I was so enthralled by his photos, and the trips he took to take them. When a photo would appear in a magazine, he'd give Mom a copy, and I was delighted. Once, his photo was even on the COVER of a magazine. It was great! I was star struck. For Christmas the year I was eight, he bought me my own camera. I had never owned anything so wonderful and grown-up in my whole life! I loved it. It went everywhere with me. I soon learned that I had an "eye" for photography. Everyone else loved my photos, but the praise I craved the most was Gary's. He was a REAL photographer.

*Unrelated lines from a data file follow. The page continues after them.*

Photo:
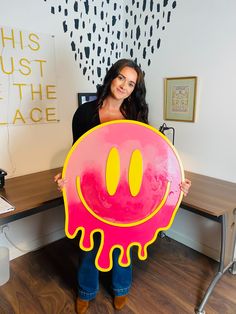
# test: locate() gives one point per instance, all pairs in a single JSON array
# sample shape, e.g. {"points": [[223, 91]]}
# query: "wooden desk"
{"points": [[30, 194], [215, 199], [212, 198]]}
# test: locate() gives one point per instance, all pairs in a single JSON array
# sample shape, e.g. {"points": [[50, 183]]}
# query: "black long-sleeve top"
{"points": [[85, 118]]}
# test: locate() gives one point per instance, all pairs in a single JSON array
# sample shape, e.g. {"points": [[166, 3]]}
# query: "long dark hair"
{"points": [[134, 107]]}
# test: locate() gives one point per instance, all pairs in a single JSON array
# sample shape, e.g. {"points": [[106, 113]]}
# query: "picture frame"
{"points": [[86, 97], [180, 98]]}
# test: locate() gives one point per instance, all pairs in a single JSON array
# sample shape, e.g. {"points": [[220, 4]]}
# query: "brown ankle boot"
{"points": [[120, 301], [81, 306]]}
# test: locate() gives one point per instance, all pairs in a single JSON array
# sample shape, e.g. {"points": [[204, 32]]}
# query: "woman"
{"points": [[122, 96]]}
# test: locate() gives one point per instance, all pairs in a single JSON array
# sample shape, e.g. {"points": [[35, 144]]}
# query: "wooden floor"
{"points": [[171, 281]]}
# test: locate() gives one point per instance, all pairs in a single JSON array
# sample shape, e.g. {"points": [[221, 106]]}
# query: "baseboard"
{"points": [[29, 246]]}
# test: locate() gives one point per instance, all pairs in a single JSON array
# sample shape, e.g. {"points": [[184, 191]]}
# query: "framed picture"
{"points": [[85, 97], [180, 98]]}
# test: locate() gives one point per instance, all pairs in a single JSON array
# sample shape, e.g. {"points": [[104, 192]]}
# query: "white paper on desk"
{"points": [[5, 206]]}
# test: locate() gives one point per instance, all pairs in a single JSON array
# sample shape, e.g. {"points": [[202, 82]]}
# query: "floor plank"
{"points": [[171, 281]]}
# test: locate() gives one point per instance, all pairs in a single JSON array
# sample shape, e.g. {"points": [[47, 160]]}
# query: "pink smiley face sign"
{"points": [[122, 180]]}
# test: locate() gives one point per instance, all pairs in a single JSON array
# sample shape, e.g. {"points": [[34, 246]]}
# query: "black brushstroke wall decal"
{"points": [[103, 31]]}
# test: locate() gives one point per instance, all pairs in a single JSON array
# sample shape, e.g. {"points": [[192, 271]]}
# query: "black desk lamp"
{"points": [[164, 128]]}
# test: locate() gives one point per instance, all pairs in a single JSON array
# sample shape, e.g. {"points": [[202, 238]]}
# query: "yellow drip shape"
{"points": [[112, 171], [135, 176]]}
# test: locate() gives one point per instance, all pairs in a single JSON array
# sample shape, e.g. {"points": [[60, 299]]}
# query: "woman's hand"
{"points": [[185, 186], [60, 182]]}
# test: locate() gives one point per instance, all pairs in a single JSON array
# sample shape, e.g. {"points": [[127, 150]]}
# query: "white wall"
{"points": [[199, 40]]}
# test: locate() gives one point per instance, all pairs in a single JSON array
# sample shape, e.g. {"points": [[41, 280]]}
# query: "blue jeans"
{"points": [[88, 275]]}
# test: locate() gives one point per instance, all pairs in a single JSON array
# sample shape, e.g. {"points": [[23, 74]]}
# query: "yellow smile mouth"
{"points": [[80, 194]]}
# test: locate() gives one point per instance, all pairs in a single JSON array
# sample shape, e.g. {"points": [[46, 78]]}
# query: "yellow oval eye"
{"points": [[135, 172], [112, 171]]}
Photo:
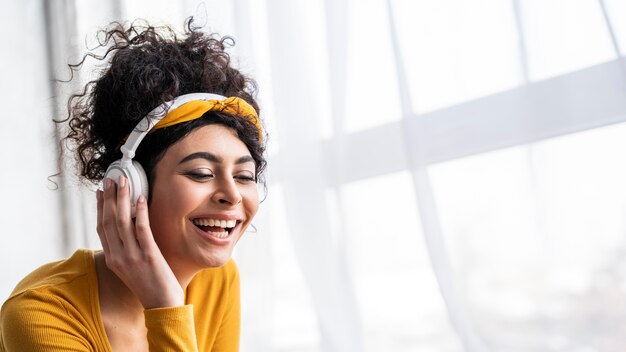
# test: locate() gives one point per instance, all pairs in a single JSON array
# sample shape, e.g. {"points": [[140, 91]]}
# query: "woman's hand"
{"points": [[130, 250]]}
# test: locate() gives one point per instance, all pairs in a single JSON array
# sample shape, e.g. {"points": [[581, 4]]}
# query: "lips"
{"points": [[215, 228]]}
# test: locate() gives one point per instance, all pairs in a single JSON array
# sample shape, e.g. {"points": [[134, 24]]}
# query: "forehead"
{"points": [[215, 139]]}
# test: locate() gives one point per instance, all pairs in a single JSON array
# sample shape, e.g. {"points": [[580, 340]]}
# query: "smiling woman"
{"points": [[172, 132]]}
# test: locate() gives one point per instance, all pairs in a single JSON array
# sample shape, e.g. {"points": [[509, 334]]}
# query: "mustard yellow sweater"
{"points": [[56, 308]]}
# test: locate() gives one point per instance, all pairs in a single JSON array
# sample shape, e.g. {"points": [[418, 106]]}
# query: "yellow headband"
{"points": [[196, 108]]}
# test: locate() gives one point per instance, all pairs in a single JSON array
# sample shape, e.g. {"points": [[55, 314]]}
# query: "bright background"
{"points": [[445, 175]]}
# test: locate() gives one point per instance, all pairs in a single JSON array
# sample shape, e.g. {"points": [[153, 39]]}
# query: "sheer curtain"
{"points": [[444, 175]]}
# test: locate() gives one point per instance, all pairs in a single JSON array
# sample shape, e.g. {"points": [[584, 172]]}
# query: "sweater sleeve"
{"points": [[227, 339], [38, 322], [171, 329]]}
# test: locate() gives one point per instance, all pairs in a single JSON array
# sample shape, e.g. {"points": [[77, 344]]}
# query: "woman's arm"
{"points": [[132, 254], [38, 322]]}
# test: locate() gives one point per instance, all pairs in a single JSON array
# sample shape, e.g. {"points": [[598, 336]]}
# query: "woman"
{"points": [[173, 108]]}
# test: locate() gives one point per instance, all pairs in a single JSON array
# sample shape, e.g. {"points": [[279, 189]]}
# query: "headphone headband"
{"points": [[153, 117]]}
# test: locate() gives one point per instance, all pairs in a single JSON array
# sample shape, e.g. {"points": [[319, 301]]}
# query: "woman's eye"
{"points": [[245, 178], [201, 176]]}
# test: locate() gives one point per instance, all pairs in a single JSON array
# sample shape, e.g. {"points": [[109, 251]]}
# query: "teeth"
{"points": [[215, 222], [219, 234]]}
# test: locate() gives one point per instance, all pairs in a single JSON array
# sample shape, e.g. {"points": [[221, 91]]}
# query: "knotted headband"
{"points": [[196, 108]]}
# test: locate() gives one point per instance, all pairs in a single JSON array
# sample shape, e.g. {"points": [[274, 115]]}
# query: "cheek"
{"points": [[251, 201]]}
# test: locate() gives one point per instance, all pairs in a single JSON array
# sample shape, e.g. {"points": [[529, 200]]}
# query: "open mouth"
{"points": [[214, 227]]}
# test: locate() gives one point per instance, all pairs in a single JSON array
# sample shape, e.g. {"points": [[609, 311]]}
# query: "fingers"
{"points": [[109, 216], [142, 226], [99, 225], [124, 220]]}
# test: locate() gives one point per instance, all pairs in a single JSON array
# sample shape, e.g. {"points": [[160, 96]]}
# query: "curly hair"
{"points": [[145, 66]]}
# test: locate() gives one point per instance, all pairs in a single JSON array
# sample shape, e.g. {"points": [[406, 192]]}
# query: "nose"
{"points": [[227, 193]]}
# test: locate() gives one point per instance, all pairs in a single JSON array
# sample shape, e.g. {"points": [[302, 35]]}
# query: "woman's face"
{"points": [[204, 196]]}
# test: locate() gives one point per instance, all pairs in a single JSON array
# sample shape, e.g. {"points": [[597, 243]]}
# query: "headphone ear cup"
{"points": [[137, 180]]}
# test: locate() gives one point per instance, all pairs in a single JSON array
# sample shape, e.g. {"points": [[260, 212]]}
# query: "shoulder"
{"points": [[37, 320], [79, 265], [216, 281], [49, 306]]}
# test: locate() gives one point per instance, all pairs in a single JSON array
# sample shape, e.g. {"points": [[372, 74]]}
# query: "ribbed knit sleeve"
{"points": [[38, 322], [171, 329]]}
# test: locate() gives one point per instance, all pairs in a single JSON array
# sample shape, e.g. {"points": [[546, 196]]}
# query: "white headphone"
{"points": [[132, 170]]}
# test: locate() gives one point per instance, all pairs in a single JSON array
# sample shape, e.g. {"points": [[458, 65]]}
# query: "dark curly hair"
{"points": [[145, 66]]}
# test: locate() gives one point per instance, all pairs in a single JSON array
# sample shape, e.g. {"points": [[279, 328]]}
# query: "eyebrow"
{"points": [[214, 158]]}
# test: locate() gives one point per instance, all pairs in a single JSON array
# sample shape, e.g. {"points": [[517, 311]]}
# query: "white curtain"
{"points": [[444, 175]]}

After Lynne moved out, I loved it when I could go to her apartment, or shopping, or out to lunch with her. I loved her car, a red VW bug. I wanted one just like it when I grew up. I wanted to be just like her, but she was so pretty. I knew I'd never be as pretty as she was.

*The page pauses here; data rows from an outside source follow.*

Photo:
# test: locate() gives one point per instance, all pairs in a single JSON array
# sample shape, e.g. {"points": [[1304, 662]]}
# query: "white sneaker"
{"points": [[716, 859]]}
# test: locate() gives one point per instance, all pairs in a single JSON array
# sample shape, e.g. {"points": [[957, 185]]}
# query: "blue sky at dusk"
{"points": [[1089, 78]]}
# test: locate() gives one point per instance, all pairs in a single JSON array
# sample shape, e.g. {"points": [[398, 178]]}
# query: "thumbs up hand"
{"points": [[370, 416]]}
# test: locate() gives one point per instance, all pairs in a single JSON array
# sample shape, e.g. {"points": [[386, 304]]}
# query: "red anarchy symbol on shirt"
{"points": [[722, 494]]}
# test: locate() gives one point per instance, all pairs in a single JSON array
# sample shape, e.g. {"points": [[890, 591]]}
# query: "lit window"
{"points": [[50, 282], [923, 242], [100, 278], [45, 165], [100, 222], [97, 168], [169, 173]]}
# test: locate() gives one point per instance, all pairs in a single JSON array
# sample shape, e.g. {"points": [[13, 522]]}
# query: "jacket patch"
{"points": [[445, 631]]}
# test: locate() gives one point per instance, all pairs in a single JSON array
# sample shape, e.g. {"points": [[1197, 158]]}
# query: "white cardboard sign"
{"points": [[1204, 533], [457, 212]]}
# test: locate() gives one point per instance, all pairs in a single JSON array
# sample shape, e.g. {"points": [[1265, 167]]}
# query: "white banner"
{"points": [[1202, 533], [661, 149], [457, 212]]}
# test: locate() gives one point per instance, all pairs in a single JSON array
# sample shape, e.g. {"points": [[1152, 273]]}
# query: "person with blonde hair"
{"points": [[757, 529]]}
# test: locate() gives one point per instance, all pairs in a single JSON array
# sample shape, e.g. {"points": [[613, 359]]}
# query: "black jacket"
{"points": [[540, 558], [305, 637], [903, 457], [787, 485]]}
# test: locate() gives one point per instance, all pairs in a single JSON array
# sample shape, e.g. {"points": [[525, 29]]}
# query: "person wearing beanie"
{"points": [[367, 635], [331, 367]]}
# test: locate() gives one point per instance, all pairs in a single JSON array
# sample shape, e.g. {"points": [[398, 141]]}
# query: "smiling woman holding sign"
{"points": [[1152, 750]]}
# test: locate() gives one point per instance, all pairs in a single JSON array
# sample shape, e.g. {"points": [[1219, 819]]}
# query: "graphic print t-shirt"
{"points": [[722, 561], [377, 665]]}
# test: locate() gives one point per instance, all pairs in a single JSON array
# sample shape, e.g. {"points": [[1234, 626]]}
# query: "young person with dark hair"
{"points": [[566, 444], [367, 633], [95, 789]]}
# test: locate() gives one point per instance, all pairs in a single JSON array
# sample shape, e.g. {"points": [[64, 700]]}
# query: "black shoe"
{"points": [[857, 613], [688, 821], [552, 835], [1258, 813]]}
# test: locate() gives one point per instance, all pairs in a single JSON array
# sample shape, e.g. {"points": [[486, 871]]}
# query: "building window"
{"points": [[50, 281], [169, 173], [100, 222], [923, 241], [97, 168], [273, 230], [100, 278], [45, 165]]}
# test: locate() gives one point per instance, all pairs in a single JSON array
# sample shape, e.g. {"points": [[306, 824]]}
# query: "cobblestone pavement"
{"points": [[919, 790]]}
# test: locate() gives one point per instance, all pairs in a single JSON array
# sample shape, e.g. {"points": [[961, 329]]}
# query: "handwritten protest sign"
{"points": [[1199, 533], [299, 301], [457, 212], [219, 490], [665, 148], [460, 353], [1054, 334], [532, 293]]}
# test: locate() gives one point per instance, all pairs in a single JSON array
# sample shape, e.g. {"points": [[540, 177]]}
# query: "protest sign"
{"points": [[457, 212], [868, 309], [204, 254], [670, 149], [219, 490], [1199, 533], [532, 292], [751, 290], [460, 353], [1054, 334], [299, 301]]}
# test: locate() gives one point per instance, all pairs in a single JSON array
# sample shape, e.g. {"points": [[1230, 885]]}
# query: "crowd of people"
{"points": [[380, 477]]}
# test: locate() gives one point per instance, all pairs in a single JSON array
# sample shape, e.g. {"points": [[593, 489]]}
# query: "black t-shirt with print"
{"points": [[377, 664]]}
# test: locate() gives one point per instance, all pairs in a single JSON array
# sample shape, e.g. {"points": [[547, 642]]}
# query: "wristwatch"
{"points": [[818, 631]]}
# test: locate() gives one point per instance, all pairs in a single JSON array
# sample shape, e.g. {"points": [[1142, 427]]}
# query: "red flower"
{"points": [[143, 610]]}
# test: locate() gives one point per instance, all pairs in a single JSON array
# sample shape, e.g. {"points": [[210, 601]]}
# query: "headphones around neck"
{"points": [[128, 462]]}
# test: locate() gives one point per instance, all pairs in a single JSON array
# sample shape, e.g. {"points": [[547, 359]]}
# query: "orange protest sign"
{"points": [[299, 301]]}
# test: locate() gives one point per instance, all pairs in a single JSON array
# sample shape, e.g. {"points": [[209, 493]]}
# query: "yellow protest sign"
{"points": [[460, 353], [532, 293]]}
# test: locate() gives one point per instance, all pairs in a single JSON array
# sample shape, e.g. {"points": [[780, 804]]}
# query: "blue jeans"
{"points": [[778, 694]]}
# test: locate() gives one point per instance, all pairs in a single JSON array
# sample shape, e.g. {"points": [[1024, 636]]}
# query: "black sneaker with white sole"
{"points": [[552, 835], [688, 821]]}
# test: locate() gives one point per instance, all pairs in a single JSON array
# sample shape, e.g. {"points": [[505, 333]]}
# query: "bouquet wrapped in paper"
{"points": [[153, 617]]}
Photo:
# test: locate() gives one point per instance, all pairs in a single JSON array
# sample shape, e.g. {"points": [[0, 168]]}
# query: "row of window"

When I was ten, I got to be a bridesmaid in Lynne's wedding. It was so glamorous! We shopped for beautiful, floor length dresses. Lynne and Mom finally made them, which was even better. I loved my yellow dress with its lace trim. I loved being important on such a special occasion. I even walked first down the aisle, a prospect that was terrifying but became doable after Lynne assured me that she knew I could do it. We pressed my bouquet of yellow and white carnations, and stored them in the box with my dress, under the bed in Mom's room.

When I was eleven, Lynne made me an aunt. I was so excited! Plus, none of my classmates were aunts. I felt special. I remember clearly going into my fifth grade teacher and telling her about my niece's birth, along with her full name and the fact that she was my sister's daughter. I remember even more clearly the phone call announcing her arrival the night before, after I'd already been put to bed. Mom came in to tell June and I that the eagerly anticipated baby was here.

Actually, my relationship with June has always been the problematic one. For one thing, we were close enough in age to butt heads. Also, she was Dad's first child, born when most of his siblings were grandparents. He'd almost given up on fathering a child. She was adored, and accepted it as her due. Then I came along. While I was not lavished with abject adoration, I took enough of the spotlight to make her forever resentful. Plus, she had informed my parents that she wanted "a boy baby," and was angry when they brought a girl home from the hospital. "Take her back and bring me a boy!" she said.

The closest we got to any - what, discrimination? - based on biology was when any of us girls, Lynne included, would do something Gary thought was stupid. Then he'd grin and say, "Well, that certainly doesn't come from Mom's side of the family." We were never offended by this. I still think it's amusing.

I told my friend, "Truthfully, it never mattered to any of us." None of the four of us had worried about parentage or bloodlines. We were simply siblings.